The Point: Which means you are also calling on the new coalition government to continue to support you?

Consular General: Yes., thank you very much! I am also calling on Barrow’s government to continue to support us even more. That’s why I together with a 35-man delegation came to pay a courtesy call on President Barrow to show our solidarity and support to his government. I will also attend his inauguration on 18 February as our new president, on behalf of the entire Gambian community in Angola who cannot make it here?

The Point: What advice do you have for Gambians?

Consular General: It is to represent and support the new government and abide by the law and respect for human rights. We should also be careful with too much democracy. When we say democracy it means to do what’s good and morally accepted; not use it to commit evil deeds and offences.
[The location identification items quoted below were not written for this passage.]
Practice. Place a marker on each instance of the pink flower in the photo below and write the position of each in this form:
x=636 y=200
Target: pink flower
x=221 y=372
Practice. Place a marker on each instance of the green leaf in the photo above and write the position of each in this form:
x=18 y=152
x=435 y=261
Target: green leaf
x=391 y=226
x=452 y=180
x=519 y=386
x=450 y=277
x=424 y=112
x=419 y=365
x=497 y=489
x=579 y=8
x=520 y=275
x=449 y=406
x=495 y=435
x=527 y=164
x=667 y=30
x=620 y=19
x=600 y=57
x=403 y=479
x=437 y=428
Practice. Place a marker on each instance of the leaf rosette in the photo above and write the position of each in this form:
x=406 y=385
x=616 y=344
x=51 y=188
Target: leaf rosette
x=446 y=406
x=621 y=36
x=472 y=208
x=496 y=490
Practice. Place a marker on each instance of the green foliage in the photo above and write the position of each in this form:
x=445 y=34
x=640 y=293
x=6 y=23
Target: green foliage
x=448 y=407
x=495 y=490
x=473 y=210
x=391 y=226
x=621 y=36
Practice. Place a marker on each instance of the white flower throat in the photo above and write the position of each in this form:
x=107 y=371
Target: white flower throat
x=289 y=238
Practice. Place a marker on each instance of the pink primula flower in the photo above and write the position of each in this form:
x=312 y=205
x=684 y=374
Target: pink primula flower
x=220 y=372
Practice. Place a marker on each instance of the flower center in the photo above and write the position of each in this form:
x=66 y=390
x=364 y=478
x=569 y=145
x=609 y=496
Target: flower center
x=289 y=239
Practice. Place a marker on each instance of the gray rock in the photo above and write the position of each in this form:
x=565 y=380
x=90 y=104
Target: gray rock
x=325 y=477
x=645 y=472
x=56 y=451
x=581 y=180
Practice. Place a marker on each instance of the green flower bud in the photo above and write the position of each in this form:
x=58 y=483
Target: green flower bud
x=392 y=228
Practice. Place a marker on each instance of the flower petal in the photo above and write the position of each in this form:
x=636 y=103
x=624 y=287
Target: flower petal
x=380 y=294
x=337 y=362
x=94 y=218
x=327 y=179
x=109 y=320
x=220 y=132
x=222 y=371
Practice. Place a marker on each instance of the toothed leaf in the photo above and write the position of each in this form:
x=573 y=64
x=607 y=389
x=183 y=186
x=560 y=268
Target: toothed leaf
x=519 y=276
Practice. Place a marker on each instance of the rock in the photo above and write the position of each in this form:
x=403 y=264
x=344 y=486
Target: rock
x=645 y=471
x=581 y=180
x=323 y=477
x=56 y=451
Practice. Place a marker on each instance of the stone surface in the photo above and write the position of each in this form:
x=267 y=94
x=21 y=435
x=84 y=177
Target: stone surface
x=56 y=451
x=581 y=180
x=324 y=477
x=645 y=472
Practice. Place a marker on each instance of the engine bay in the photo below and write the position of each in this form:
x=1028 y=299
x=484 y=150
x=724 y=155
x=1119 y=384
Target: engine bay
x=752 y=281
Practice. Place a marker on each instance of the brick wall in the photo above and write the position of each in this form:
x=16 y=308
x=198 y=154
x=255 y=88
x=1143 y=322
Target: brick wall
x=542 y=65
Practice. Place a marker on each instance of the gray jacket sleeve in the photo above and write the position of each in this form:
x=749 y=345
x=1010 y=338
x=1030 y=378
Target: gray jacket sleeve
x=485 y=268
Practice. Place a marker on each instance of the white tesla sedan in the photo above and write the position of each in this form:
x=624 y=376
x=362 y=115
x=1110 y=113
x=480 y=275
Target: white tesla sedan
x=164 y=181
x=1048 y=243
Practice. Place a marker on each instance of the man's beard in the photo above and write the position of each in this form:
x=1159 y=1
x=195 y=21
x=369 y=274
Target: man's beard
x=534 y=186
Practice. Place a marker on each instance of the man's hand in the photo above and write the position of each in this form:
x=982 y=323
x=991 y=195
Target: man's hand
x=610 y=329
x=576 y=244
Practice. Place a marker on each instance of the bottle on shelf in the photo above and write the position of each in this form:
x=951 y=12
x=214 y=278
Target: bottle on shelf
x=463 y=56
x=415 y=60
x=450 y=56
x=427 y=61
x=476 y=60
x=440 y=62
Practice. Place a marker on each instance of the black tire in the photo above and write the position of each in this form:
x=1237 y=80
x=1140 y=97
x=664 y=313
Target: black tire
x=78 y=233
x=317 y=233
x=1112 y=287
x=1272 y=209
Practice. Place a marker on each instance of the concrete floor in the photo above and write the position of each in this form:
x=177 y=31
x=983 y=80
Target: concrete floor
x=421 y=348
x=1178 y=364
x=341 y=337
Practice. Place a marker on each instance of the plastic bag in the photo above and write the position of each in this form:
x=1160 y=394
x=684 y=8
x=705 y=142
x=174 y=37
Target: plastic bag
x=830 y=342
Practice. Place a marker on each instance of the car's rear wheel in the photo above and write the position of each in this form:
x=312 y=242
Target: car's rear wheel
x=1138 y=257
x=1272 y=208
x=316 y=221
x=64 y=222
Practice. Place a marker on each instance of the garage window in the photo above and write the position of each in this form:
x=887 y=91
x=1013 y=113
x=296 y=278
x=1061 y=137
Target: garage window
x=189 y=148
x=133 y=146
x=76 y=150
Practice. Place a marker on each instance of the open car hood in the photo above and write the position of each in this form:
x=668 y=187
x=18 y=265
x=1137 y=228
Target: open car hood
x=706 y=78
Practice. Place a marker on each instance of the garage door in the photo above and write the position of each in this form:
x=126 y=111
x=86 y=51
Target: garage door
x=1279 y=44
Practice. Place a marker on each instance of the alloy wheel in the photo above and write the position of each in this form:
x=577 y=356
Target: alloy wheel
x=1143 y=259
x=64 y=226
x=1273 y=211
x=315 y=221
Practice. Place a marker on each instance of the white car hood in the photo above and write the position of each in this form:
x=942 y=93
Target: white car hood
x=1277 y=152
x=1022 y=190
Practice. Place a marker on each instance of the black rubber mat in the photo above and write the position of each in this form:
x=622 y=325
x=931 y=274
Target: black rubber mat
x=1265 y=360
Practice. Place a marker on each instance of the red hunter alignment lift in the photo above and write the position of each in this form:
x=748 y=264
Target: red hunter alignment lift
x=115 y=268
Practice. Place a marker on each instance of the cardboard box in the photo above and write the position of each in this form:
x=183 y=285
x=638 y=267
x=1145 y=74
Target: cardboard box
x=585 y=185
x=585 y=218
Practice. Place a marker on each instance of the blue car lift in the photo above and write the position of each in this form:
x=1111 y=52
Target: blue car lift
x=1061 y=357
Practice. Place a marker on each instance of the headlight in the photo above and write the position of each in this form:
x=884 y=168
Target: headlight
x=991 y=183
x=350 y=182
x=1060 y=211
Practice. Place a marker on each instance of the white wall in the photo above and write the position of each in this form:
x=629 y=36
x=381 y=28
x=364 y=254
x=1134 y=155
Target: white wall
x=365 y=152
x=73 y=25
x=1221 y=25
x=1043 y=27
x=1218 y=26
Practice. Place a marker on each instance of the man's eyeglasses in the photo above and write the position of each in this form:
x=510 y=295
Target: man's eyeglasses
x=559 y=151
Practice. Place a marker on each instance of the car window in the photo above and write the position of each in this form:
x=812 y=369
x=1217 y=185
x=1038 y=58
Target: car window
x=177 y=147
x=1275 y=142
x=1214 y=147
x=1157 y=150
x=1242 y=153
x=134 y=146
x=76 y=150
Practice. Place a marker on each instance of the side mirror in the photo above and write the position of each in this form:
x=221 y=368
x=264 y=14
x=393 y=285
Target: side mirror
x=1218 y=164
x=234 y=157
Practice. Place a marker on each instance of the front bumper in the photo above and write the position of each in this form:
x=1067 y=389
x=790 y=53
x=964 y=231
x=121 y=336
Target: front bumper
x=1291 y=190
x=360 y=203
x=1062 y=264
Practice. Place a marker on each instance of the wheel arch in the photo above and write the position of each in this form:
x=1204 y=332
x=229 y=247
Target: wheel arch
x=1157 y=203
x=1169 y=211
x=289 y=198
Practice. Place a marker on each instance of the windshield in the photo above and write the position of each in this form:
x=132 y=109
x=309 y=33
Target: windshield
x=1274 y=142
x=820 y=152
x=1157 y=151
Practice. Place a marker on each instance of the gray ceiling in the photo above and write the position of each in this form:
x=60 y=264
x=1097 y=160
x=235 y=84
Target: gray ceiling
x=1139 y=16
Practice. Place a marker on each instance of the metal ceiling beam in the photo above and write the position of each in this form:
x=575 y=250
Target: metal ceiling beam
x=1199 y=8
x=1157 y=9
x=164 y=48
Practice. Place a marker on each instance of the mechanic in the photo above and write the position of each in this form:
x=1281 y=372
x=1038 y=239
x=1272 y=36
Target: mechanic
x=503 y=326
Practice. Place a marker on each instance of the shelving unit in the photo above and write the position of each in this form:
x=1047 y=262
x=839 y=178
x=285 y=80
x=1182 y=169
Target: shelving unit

The Point: What advice do you have for the new government?

Consular General: I appeal to the new government to reduce the price of hajj for Gambians. The Gambia’s hajj price is relatively more expensive compared to other countries.

It is even cheaper to go for hajj in neighbouring countries. The Gambia being a small country with many poor people, why?  In the name of Allah, I appealed to the Barrow regime to try and see this problem solved. Maybe the ex-government was doing whatever they wanted, but this new government should look into it and have sympathy for the greater poor Gambian people to reduce the hajj price.

The Point: What are your last words?

Consular General: We all know The Gambia has suffered for 22 years, but now everything has changed. I thank God for the new government, and I pray for The Gambia and the new President Adama Barrow.

As a Gambian living in Angola, I am very happy for the restoration of peace and democracy in The Gambia. The will of the people has been respected. The Gambia has decided! We have to be united, as united we stand and divided we fall. Long live The Gambia!